Often overlooked, interesting engine, good for beginers.

The Good
This is an often overlooked crpg, which is a bit of a shame. It has a fairly interesting engine underneath. Demon's Winter is a sequel to another older SSI rpg, Shard of Spring. If you have played Shard of Spring, then some landmarks will be familiar, as the game is set in the same land, just futher forward in time.

You create a party of six adventurers with the sole purpose of stopping Malifon from bringing Eternal Winter to the land.

The system is skill based, you have your shamanism skills, priesthood, kungfu, different thieving skills, etc. Quite a large variety. New skills can be learned at various Colleges you find dotted around the landscape.

The magic system is based on Fire Runes, Wind Runes, Earth, Spirit Runes, etc. Each rune set has 7 or so spells of various types. I found I relied more on hack n slash than magic in the game, so maybe it is a tad unbalanced in that regard. Magic spells cost magic points.

Like the early Ultima's (I'd rate this game somewhere between Ultima II and Ultima III), you can travel around the continent, but that soon becomes too small and you require a ship to visit the other lands.

One thing I liked is you can have your character with the most charisma, haggle with merchants. You have to be careful tho, if you haggle too much they get insulted and remove that particular item from sale. It is safe to haggle about two or three times at the most per item.

Combat is of the Pool of Radiance style, only cut-down.

There are a few large scale graphics throughout the game like the Ice Dragon, Malifon and a few other pictures which break the monotony up a bit.

There isnt a lot of side quests in this game but a lot to do in the overall quest. Each dungeon has many things that need to be done, solving riddles, passwords, using items. This is what made the game interesting. You might find a room with a book case, where if you move it, you find a passage behind it. Dungeons are loose collections of coridoors and rooms, most rooms have descriptions, something which I have not come across in any other RPG.

[mild spoiler]
In the starter dungeon, if you find a key, you can open a lab rat cage in one room, where you notice the rat run through the wall to the west, ergo, you might want to check out the west wall.

Its all the little things like this that add up.

Despite all the bad things I pointed out below, I still enjoyed playing this game quite a bit.

**The Bad**
The EGA graphics are not all that flash for EGA standard. A bit bland but functional. Icons lack detail.

Too short and a bit linear. No side quests, just have your majour goal.

For a game released in 1988, it was largely overlooked due to the fact that there was much better game systems around. Had it been released, say, 1 or 2 years earlier, it would have garnered a bigger audience.

Its top down all the way, from overland travel to dungeon traversal.

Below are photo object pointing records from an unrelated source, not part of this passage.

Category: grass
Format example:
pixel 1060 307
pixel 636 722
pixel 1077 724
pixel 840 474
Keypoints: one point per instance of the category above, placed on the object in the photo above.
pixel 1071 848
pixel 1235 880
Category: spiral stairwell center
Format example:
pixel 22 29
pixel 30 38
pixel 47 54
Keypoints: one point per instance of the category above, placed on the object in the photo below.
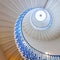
pixel 30 29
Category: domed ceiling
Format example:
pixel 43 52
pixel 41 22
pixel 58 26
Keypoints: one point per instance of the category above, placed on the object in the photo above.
pixel 45 39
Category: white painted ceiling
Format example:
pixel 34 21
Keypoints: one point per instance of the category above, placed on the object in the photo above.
pixel 9 11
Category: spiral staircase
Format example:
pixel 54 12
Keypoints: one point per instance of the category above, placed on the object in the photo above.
pixel 10 11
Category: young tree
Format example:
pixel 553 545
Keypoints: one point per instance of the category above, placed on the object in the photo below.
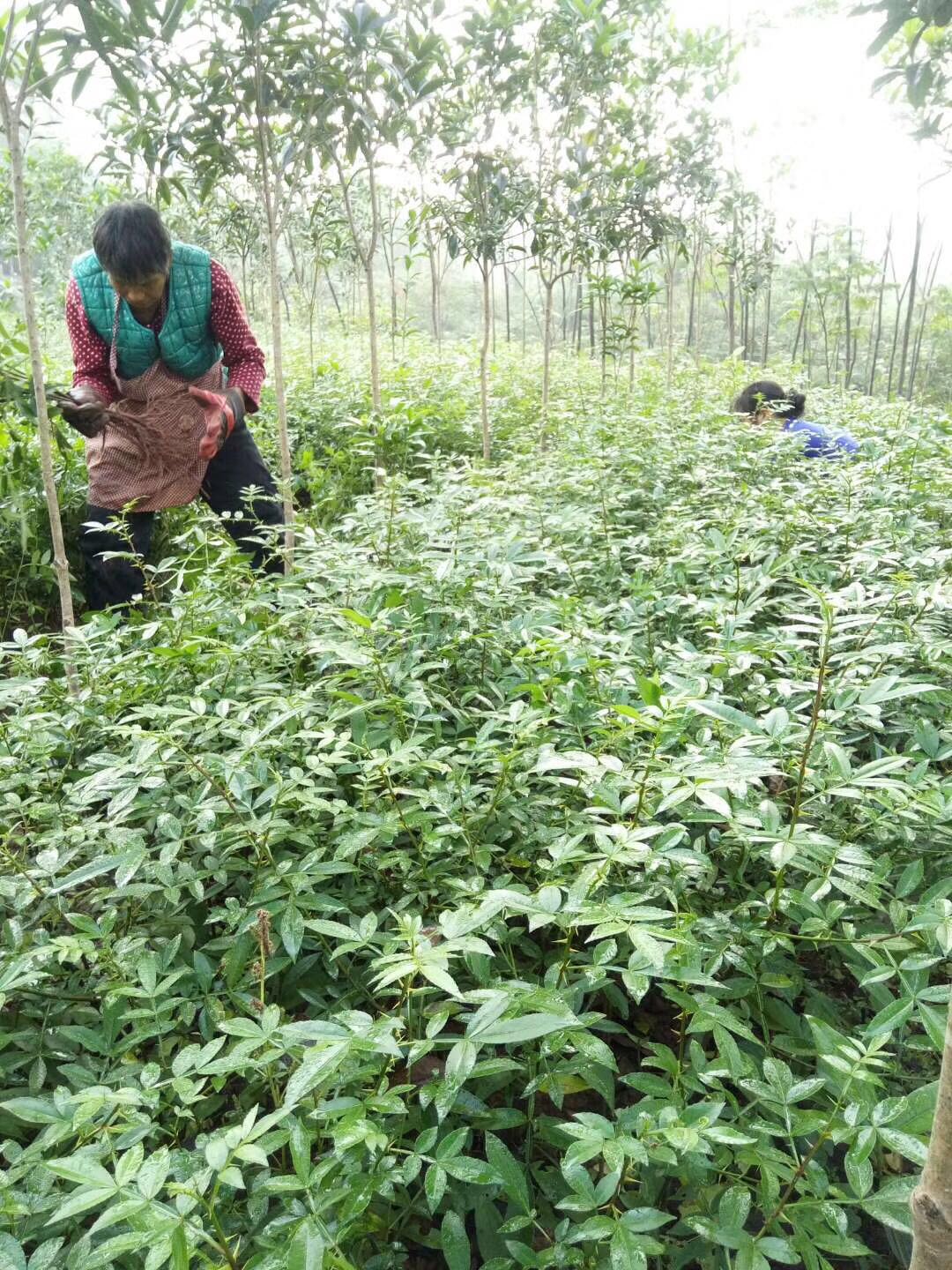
pixel 372 72
pixel 22 78
pixel 932 1200
pixel 492 195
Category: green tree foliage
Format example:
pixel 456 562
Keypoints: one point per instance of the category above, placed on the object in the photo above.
pixel 917 41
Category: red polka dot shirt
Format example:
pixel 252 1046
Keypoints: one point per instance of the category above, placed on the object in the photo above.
pixel 242 354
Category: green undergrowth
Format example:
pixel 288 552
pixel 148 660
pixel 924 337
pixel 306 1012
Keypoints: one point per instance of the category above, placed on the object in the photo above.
pixel 554 870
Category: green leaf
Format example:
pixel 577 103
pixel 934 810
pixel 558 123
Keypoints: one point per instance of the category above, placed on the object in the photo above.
pixel 179 1249
pixel 516 1032
pixel 890 1206
pixel 509 1171
pixel 890 1019
pixel 455 1243
pixel 11 1255
pixel 435 1185
pixel 81 1201
pixel 625 1251
pixel 308 1244
pixel 83 1169
pixel 292 931
pixel 651 691
pixel 317 1065
pixel 465 1169
pixel 33 1110
pixel 905 1145
pixel 216 1152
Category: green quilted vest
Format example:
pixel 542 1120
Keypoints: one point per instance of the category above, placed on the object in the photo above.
pixel 185 342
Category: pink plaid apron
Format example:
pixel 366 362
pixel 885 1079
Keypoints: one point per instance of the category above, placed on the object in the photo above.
pixel 150 458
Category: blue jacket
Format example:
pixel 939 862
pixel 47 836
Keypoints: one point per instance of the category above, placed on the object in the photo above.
pixel 822 442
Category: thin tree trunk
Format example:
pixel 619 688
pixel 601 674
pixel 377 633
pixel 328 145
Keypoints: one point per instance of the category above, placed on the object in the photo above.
pixel 546 349
pixel 524 302
pixel 508 315
pixel 669 319
pixel 484 360
pixel 493 309
pixel 911 308
pixel 264 153
pixel 692 295
pixel 896 329
pixel 932 1199
pixel 801 323
pixel 848 310
pixel 926 296
pixel 435 288
pixel 371 292
pixel 334 297
pixel 11 116
pixel 579 310
pixel 874 352
pixel 367 253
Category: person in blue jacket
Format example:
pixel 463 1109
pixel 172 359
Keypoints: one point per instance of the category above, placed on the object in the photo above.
pixel 766 401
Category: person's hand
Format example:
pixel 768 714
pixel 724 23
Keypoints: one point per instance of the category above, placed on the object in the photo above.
pixel 86 412
pixel 224 412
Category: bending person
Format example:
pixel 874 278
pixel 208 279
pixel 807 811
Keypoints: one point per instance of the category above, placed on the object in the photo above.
pixel 766 401
pixel 158 326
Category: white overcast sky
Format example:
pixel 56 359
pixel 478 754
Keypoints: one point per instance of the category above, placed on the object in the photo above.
pixel 805 112
pixel 807 130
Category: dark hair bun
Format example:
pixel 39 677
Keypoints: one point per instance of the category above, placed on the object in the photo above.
pixel 798 401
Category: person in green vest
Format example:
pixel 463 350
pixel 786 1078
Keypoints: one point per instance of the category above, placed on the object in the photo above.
pixel 165 372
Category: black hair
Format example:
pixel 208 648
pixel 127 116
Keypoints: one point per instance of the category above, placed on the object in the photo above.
pixel 766 392
pixel 131 243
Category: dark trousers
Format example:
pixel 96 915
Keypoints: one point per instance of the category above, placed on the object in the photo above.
pixel 238 467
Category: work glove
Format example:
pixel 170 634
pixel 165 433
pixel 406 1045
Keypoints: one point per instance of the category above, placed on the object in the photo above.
pixel 224 412
pixel 84 409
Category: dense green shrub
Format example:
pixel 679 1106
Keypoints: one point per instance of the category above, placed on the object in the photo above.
pixel 553 871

Sound, blips and beeps. Abysmal.

Probably the _wost_ offender is the 'hard to map' dungeon which you find branching off in the first dungeon you visit. When you walk into this area, the walls are on all sides of you so you cant see which directions alleyways branch off at. With each 'step' your character takes the feet of the icon change very slightly, and you have to watch closely to map this to know if you have take a step or have just run into a wall... Needless to say, I have not mapped all this dungeon, and I know there is another hidden part in here I have not found yet...

**The Bottom Line**
A fine beginners rpg, well worth a look if you can get past the graphics and into the system itself.